11 1Nuestro Padre dijo a Moisés: «Una plaga más traeré sobre el faraón y sobre Egipto. Después de eso os dejará salir de aquí; y cuando lo haga, os echará por completo. 2Di al pueblo: que cada hombre pida a su vecino, y cada mujer a su vecina, objetos de plata y de oro».
3Y nuestro Padre hizo que el pueblo hallara favor ante los egipcios.

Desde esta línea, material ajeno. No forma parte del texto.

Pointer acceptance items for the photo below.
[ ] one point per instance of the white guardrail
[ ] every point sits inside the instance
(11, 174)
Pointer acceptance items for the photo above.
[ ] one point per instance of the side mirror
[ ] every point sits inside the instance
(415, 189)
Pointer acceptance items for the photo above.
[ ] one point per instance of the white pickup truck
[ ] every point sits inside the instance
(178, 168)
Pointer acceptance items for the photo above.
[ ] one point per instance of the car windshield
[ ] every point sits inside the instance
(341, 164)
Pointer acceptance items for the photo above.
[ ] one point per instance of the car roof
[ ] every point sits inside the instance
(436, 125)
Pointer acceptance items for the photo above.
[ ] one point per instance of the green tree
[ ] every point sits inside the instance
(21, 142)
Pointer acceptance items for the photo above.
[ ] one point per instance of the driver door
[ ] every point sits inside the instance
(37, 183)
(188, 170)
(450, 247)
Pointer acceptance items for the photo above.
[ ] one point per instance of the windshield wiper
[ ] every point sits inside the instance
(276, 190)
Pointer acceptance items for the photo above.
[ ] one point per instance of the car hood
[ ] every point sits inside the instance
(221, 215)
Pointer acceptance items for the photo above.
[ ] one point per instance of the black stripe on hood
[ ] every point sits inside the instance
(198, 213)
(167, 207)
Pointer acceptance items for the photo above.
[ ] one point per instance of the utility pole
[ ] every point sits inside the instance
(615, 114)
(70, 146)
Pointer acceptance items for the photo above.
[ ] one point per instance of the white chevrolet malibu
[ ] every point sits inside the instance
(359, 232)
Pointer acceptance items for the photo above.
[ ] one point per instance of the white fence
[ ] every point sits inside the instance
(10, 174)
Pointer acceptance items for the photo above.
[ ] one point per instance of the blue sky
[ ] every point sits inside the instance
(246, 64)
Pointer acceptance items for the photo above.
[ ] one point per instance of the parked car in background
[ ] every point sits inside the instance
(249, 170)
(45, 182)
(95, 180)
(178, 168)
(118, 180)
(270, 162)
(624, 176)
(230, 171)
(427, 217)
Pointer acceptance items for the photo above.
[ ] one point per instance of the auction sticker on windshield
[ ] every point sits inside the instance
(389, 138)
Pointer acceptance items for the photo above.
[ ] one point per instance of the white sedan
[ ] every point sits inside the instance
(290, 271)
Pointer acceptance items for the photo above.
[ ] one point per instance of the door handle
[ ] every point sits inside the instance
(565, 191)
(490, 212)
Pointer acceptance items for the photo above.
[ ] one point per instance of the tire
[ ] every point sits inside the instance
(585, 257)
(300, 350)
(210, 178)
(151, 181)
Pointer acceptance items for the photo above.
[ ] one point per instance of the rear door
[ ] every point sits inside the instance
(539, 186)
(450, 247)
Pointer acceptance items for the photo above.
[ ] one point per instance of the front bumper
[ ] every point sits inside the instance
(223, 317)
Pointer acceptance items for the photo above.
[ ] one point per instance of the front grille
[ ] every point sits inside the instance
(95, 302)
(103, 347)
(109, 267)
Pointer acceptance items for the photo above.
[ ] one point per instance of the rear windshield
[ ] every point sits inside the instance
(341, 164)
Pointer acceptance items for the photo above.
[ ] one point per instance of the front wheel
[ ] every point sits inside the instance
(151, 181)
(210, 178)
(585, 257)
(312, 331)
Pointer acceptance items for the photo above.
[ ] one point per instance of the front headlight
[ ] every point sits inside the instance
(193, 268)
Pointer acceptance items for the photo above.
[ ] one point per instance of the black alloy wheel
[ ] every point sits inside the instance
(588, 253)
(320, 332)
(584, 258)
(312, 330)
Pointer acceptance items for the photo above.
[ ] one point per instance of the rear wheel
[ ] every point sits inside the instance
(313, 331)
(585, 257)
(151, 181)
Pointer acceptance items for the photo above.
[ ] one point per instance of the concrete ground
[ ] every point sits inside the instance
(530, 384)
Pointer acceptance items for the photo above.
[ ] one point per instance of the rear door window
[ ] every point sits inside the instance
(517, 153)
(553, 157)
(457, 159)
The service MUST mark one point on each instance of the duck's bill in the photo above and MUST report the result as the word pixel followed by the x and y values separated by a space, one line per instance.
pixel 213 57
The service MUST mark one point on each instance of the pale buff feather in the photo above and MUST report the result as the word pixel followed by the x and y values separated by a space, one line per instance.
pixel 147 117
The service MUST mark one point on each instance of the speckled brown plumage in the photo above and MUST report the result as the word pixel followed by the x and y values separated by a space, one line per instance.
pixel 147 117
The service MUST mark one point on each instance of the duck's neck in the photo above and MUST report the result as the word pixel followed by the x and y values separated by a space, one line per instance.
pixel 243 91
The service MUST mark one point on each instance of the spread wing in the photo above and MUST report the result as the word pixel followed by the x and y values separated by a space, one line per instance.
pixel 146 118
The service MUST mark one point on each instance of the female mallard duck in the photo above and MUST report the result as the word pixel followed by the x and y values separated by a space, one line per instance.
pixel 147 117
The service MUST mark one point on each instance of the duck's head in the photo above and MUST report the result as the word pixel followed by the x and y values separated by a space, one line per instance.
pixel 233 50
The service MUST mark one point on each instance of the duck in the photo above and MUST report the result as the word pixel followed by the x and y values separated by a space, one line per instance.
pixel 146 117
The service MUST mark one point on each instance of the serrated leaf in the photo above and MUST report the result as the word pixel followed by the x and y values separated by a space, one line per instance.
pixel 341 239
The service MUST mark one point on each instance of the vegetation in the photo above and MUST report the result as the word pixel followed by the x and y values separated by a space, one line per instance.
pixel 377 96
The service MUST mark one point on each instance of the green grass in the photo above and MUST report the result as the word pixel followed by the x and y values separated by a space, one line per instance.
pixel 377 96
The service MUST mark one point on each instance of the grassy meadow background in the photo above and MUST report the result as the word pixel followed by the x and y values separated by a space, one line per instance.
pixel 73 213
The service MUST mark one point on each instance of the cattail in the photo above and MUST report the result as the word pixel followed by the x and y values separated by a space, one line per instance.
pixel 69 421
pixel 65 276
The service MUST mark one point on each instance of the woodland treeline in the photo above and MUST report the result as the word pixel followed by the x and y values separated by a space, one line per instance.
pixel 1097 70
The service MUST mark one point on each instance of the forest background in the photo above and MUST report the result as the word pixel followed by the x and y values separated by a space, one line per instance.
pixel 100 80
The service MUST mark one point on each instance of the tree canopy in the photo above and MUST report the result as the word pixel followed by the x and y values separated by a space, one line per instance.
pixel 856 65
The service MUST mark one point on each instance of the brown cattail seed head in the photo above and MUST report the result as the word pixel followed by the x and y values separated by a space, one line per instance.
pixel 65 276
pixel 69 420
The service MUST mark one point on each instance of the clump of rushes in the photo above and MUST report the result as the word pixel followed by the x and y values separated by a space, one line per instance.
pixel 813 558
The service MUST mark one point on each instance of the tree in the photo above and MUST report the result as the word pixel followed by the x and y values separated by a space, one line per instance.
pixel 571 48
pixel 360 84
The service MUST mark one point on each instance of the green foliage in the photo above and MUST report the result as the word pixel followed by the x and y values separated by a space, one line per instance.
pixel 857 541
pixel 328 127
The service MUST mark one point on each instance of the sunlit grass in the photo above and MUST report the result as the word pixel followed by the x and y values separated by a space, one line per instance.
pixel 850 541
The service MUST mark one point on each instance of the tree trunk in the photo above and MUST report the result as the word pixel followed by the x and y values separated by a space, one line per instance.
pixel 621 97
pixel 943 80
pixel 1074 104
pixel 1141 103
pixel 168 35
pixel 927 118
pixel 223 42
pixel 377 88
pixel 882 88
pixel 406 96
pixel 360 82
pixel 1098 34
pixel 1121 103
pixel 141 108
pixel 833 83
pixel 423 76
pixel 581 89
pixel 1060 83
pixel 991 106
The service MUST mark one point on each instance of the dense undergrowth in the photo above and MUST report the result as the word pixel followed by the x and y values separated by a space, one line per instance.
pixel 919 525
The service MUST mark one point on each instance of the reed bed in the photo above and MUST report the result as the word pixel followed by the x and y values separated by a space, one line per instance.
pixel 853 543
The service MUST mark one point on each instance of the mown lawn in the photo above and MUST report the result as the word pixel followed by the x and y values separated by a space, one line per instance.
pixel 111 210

Además, Moisés mismo era muy grande en la tierra de Egipto, a los ojos de los siervos del faraón y del pueblo.
4Moisés dijo: «Así dice nuestro Padre: “Alrededor de la medianoche pasaré por en medio de Egipto,
5y todo primogénito en la tierra de Egipto morirá, desde el primogénito del faraón que se sienta en su trono hasta el primogénito de la esclava que está detrás del molino, y todo primogénito de los animales. 6Un gran clamor llenará toda la tierra de Egipto, como nunca lo hubo ni lo habrá. 7Pero ni siquiera un perro le gruñirá a ninguno de los hijos de Israel, ni a hombre ni a animal, para que sepáis que nuestro Padre hace distinción entre Egipto e Israel”. 8Todos estos siervos tuyos descenderán a mí, se inclinarán ante mí y dirán: “Sal tú, y todo el pueblo que te sigue.” Después de eso, saldré». Entonces Moisés salió de la presencia del faraón ardiendo en ira.
9Nuestro Padre dijo a Moisés: «El faraón no te escuchará, para que se multipliquen mis maravillas en la tierra de Egipto».
10Moisés y Aarón realizaron todas estas maravillas delante del faraón, pero nuestro Padre endureció el corazón del faraón, y este se negó a dejar salir a los israelitas de su tierra.